Un lavoro lungo, complesso e delicato che ha richiesto in totale tre anni. «I primi mesi sono stati di ricerca, poi ci sono due anni di riprese e sei mesi di post-produzione di cui quattro di scrittura al montaggio. Ho girato pochissimo, 60 ore in due anni, è stata una sfida enorme. Accendevo la telecamera solo quando era estremamente necessario, quando sapevo che avevo trovato il momento. Nel mio nome è un documentario al 100%, contiene solo la vita reale».
La regia di Nel mio nome denuncia una sobrietà dello sguardo che appartiene a Bassetti e diventa cifra stilistica del film: «Cerco sempre di lavorare a macchina fissa, su cavalletto, e di scegliere l’inquadratura al cui interno accadono più cose. L’idea è sempre quella di generare quadri. La scelta dell’inquadratura richiedeva anche settimane, osservavo i personaggi per giorni e giorni, stavo con loro, ne seguivo i movimenti, scattavo foto col cellulare e poi le studiavo. Tutto alla ricerca della bellezza».

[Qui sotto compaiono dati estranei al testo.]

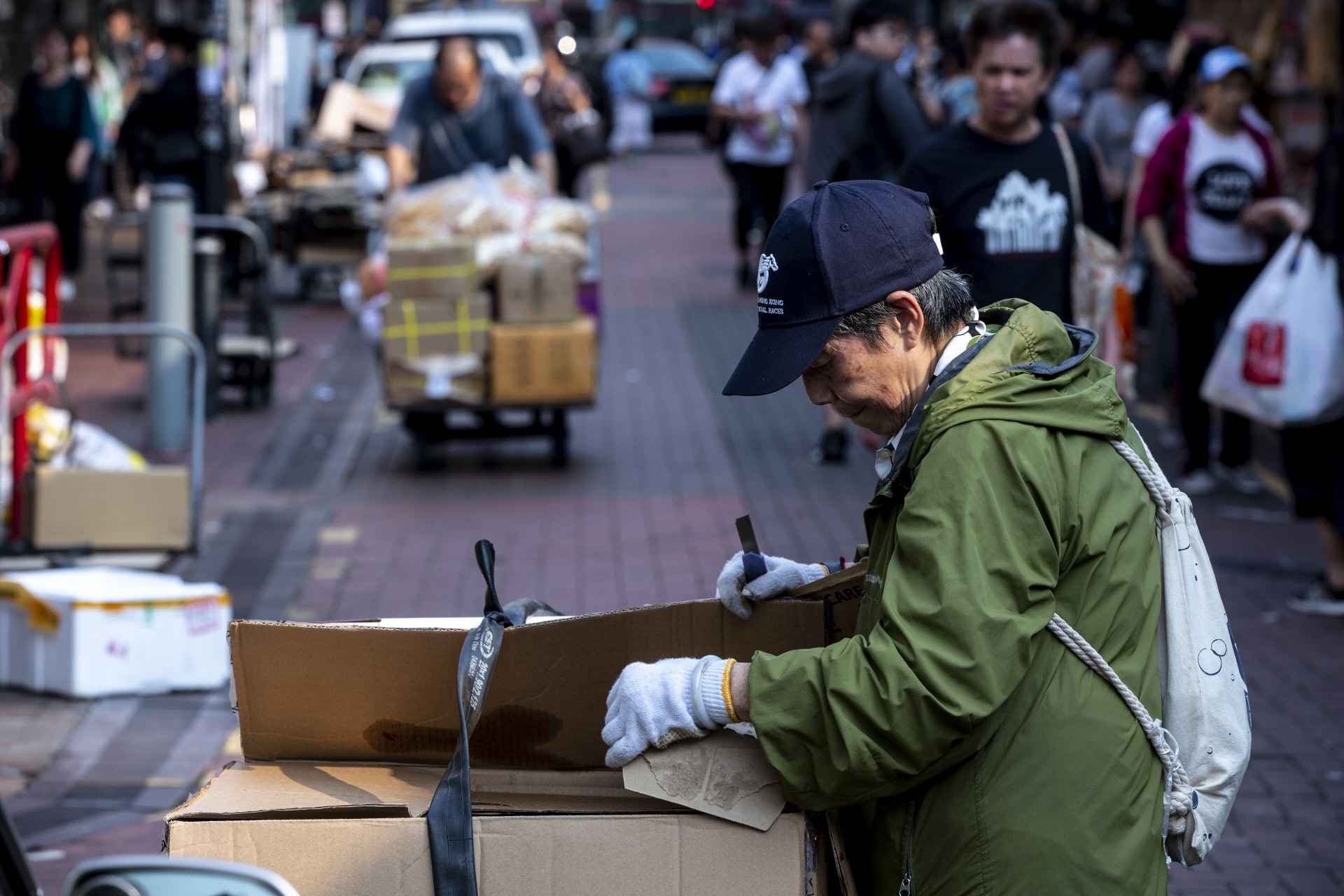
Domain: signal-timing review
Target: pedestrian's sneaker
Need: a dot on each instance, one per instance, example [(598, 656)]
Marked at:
[(832, 449), (1241, 479), (1319, 599), (1198, 482)]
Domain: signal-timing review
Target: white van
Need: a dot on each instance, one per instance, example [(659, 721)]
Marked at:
[(505, 41)]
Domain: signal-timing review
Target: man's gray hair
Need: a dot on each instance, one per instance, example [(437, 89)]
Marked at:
[(945, 300)]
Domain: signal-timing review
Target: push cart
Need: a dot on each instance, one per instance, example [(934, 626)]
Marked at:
[(433, 424), (244, 342)]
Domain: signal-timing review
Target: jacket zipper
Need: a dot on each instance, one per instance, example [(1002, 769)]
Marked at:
[(907, 879)]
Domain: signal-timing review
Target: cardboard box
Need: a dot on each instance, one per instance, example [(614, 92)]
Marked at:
[(537, 289), (323, 708), (97, 631), (419, 328), (444, 269), (353, 830), (141, 511), (456, 379), (374, 695), (543, 363)]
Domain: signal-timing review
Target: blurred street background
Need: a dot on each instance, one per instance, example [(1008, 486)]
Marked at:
[(321, 501)]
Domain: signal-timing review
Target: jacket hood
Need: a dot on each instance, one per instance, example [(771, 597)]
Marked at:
[(840, 81), (1032, 368)]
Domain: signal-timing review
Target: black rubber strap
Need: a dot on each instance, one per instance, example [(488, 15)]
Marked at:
[(451, 812)]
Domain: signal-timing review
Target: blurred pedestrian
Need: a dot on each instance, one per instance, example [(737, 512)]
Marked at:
[(101, 80), (819, 50), (866, 121), (1313, 456), (1210, 171), (760, 94), (122, 45), (458, 115), (1112, 117), (54, 133), (999, 182), (160, 128), (575, 128), (956, 89), (628, 81)]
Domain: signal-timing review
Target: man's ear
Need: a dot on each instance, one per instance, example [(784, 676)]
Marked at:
[(910, 320)]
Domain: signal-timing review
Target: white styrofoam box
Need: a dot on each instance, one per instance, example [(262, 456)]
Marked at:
[(118, 631)]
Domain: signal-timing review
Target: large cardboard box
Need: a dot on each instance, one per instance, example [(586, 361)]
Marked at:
[(441, 269), (537, 289), (416, 328), (99, 631), (543, 363), (347, 830), (141, 511), (327, 713)]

Il messaggio lanciato da Nicolò Bassetti è chiaro: «Ormai il mondo binario è obsoleto, non regge, non accetta la ricchezza che è strabordante e decolonizza i corpi. Oggi i ragazzi sono più liberi di scegliere chi sono a prescindere dal ruolo che viene imposto loro alla nascita. Non è più necessario performare mascolinità e femminilità, la cui crisi ha portato ad eccessi. Da un lato la mascolinità volgare, insopportabile, prossima alla violenza che sfocia nei femminicidi, dall’altro le femministe radicalizzate su posizioni insostenibili, come J.K. Rowling, le quali sostengono che la femminilità sia un fatto biologico e non culturale. Trovo che questa sia una colossale stupidaggine».
Se proprio la Rowling, citata da Bassetti, si è inimicata mezzo mondo con le sue posizioni transfobiche, il regista ha trovato sponda per il suo lavoro in un’altra celebrità che ha reso pubblica la sua transizione poco tempo fa. Si tratta dell’attore Elliot Page che, dopo aver visto Nel mio nome, si è proposto come produttore esecutivo del documentario. Un incontro fortuito e anche un po’ magico. «Tutto merito della mia produttrice Gaia Morrione» confessa Bassetti «che è stata tenacissima e ha provato in tutti i modi a contattare lo staff di Page fino a quando non ha trovato un aggancio. La persona in questione, anche lui trans, ha visto il film, gli è piaciuto, e lo ha fatto vedere a Elliot. Dopo la visione lui mi ha mandato una mail che mi ha lasciato senza parole. Mi ha scritto “ho visto Nel mio nome, l’ho amato molto e mi sono identificato nei personaggi. Cosa posso fare io per questo film?”. Gli abbiamo risposto “scegli tu, qualunque cosa” e così si è proposto come produttore esecutivo senza volere niente in cambio».